Using the method, String.valueOf() you do not have to worry about the data(whether it is int,long,char,char[],boolean,Object), you can just call :

  • static String valueOf()

using the only syntax String.valueOf() can whatever you pass as a parameter is converted to String and returned..

Otherwise, if you use Integer.toString(),Float.toString() etc.(i.e. SomeType.toString()) then you will have to check the datatype of parameter that you want to convert into string. So, its better to use String.valueOf() for such convertions.

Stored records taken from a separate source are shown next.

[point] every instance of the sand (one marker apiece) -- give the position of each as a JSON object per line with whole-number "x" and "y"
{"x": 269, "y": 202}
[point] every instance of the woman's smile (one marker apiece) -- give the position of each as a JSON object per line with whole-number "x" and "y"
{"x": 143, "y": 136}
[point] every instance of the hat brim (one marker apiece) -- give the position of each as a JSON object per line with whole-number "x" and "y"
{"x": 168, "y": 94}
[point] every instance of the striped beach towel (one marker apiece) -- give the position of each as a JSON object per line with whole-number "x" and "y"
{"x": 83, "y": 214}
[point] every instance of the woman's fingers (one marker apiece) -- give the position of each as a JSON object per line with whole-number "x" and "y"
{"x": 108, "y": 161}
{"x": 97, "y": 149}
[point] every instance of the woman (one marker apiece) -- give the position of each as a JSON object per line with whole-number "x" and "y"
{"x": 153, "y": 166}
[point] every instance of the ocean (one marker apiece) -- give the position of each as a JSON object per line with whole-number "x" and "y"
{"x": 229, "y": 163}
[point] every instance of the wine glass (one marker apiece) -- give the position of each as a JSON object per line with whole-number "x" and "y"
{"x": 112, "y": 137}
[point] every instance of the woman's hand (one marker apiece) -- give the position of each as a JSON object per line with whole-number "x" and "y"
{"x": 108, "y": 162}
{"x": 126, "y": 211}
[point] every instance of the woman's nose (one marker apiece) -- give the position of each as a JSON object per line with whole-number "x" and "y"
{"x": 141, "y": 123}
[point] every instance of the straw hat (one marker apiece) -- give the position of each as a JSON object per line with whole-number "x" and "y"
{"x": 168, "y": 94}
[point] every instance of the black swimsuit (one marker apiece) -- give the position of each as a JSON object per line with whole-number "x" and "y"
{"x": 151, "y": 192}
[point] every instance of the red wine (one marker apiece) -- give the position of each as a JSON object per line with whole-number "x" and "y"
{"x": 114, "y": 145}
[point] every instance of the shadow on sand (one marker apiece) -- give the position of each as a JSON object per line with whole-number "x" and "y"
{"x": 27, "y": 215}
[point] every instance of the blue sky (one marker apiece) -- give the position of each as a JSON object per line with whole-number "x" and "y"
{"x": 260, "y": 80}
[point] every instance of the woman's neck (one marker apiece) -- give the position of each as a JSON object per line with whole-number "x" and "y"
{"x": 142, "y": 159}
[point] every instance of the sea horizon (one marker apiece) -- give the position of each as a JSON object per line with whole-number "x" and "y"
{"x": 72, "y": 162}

If you are having an array of object class that contains different values like Integer,Char,Float etc. then by using String.valueOf() method you can convert the elements of such array into String form easily. On contrary, if you want to use SomeType.toString() then at first you will need to know about there their datatype classes(maybe by using "instanceOf" operator) and then only you can proceed for a typecast.

String.valueOf() method when called matches the parameter that is passed(whether its Integer,Char,Float etc.) and by using method overloading calls that "valueOf()" method whose parameter gets matched, and then inside that method their is a direct call to corresponding "toString()" method..

So, we can see how the overhead of checking datatype and then calling corresponding "toString()" method is removed.Only we need is to call String.valueOf() method, not caring about what we want to convert to String.

Conclusion: String.valueOf() method has its importance just at cost of one more call.